Antarctica's Deep Lake harbours 'promiscuous' microbes
Deep Lake's microscopic inhabitants are dominated by haloarchaea, microbes that require high salt concentrations to grow and are naturally adapted to conditions - at minus 20 degree Celsius - that would prove lethally cold to other organisms.
A team led by Rick Cavicchioli of the University of New South Wales, Australia partnered with the US Department of Energy Joint Genome Institute (DOE JGI) to generate sequence data from DNA isolated from individual microbes and compared them with metagenomic (microbial community) information sampled at various depths of Deep Lake.

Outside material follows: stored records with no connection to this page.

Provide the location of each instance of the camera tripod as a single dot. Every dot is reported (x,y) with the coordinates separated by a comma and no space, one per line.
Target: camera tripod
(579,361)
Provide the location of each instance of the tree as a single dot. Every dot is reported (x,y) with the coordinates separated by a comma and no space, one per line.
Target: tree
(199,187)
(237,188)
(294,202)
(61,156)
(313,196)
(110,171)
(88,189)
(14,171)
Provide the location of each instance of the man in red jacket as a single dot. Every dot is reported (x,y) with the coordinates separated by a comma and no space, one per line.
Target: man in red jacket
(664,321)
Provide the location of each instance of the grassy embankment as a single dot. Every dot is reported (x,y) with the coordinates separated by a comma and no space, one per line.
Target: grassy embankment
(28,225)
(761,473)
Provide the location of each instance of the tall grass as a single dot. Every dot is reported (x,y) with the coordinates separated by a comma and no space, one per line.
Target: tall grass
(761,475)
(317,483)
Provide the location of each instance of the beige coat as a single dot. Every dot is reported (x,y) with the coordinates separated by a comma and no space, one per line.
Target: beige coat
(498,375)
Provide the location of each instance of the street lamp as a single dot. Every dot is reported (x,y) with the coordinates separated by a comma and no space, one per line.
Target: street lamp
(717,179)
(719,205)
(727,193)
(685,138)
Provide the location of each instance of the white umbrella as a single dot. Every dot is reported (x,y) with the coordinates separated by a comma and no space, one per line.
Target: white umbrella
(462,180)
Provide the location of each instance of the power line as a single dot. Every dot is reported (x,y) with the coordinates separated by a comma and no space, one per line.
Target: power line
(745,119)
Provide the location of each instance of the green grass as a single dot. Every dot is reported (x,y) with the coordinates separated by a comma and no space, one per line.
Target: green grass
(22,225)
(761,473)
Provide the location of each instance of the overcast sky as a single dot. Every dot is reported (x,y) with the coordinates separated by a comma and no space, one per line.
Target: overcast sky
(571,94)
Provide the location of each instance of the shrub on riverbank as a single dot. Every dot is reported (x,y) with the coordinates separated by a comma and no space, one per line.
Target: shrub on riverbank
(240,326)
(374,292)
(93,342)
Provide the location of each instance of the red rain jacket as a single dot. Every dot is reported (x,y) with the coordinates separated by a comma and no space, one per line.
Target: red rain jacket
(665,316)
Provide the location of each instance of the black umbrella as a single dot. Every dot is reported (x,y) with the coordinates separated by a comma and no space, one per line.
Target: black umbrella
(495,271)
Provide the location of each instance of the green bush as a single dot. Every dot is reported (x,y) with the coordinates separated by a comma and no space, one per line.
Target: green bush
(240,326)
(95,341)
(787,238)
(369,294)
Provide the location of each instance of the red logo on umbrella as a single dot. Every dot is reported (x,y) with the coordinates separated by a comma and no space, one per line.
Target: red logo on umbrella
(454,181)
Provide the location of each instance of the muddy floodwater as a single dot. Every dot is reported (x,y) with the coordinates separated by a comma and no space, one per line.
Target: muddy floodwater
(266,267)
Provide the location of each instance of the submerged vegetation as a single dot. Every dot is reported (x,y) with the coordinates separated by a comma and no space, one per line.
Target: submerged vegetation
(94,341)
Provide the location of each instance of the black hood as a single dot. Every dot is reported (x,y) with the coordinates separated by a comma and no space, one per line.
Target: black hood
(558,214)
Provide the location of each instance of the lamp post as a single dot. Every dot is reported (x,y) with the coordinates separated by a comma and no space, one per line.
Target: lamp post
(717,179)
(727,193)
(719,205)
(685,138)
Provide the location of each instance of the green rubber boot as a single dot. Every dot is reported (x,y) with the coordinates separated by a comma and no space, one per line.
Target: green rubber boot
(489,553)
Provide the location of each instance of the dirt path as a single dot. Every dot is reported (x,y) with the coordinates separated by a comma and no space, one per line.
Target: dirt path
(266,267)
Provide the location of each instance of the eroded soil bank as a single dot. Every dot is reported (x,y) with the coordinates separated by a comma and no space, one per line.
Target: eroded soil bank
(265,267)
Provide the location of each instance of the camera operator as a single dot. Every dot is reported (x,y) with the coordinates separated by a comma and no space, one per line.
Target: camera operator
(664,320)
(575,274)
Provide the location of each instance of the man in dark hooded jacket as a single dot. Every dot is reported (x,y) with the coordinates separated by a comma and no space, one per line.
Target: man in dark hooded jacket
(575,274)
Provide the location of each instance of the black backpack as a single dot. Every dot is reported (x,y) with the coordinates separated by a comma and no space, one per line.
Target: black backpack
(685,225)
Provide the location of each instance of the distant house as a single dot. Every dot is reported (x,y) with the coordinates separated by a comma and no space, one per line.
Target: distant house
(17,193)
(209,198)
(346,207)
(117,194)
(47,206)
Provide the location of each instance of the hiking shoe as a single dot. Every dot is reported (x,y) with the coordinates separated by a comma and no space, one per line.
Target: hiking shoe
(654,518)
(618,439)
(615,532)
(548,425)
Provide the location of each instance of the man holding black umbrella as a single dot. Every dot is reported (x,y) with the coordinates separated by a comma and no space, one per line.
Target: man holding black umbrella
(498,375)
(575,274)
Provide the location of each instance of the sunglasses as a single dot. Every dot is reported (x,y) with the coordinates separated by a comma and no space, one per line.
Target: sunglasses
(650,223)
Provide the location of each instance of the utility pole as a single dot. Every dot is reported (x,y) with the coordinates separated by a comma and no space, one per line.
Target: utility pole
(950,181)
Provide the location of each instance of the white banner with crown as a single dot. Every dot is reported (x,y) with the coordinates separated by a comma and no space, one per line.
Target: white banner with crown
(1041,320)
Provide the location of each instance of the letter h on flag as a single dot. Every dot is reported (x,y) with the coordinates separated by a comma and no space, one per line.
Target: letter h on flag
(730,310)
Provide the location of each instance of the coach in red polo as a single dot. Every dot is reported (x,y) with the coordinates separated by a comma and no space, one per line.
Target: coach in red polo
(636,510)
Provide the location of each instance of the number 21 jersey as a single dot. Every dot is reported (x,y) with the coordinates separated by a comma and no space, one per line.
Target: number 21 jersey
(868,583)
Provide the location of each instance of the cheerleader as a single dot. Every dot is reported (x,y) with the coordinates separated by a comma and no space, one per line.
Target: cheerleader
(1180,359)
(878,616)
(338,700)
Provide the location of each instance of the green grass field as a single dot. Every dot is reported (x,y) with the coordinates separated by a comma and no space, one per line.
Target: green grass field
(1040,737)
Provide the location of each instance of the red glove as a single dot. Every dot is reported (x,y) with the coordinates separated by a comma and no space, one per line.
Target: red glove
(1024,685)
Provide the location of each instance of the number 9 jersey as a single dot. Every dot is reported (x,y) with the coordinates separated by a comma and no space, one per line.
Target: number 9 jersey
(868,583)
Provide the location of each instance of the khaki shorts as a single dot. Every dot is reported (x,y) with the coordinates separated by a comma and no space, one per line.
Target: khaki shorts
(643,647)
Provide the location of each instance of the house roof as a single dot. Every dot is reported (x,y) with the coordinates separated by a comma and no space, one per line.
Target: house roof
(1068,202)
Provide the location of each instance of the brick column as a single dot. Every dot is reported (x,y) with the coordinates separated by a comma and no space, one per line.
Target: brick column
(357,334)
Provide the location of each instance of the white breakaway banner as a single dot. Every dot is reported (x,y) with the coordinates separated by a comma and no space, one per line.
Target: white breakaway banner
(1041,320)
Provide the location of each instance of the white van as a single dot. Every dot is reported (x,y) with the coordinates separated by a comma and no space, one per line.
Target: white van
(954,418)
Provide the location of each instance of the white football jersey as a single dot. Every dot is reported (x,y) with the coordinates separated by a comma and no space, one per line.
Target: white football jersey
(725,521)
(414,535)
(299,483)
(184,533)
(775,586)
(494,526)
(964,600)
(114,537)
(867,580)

He said that owing to the ability of salt-loving enzymes to function under extremes, asserting they could also be used as catalysts for peptide synthesis and enhanced oil recovery, and can function in water-organic solvent mixtures.
Cavicchioli said that these enzymes will be especially useful for transforming contaminated sites with particularly high levels of petroleum-based products.
Four isolates in the study represented about 72 percent of the cells in the community. Though gene exchange across species boundaries is considered infrequent, the researchers observed that haloarchaea living in the Lake's hypersaline environment practice it comparatively often, like neighbors "chewing the fat" in a small-town coffee klatch.
The study has been published online in the journal Proceedings of the National Academy of Sciences (PNAS).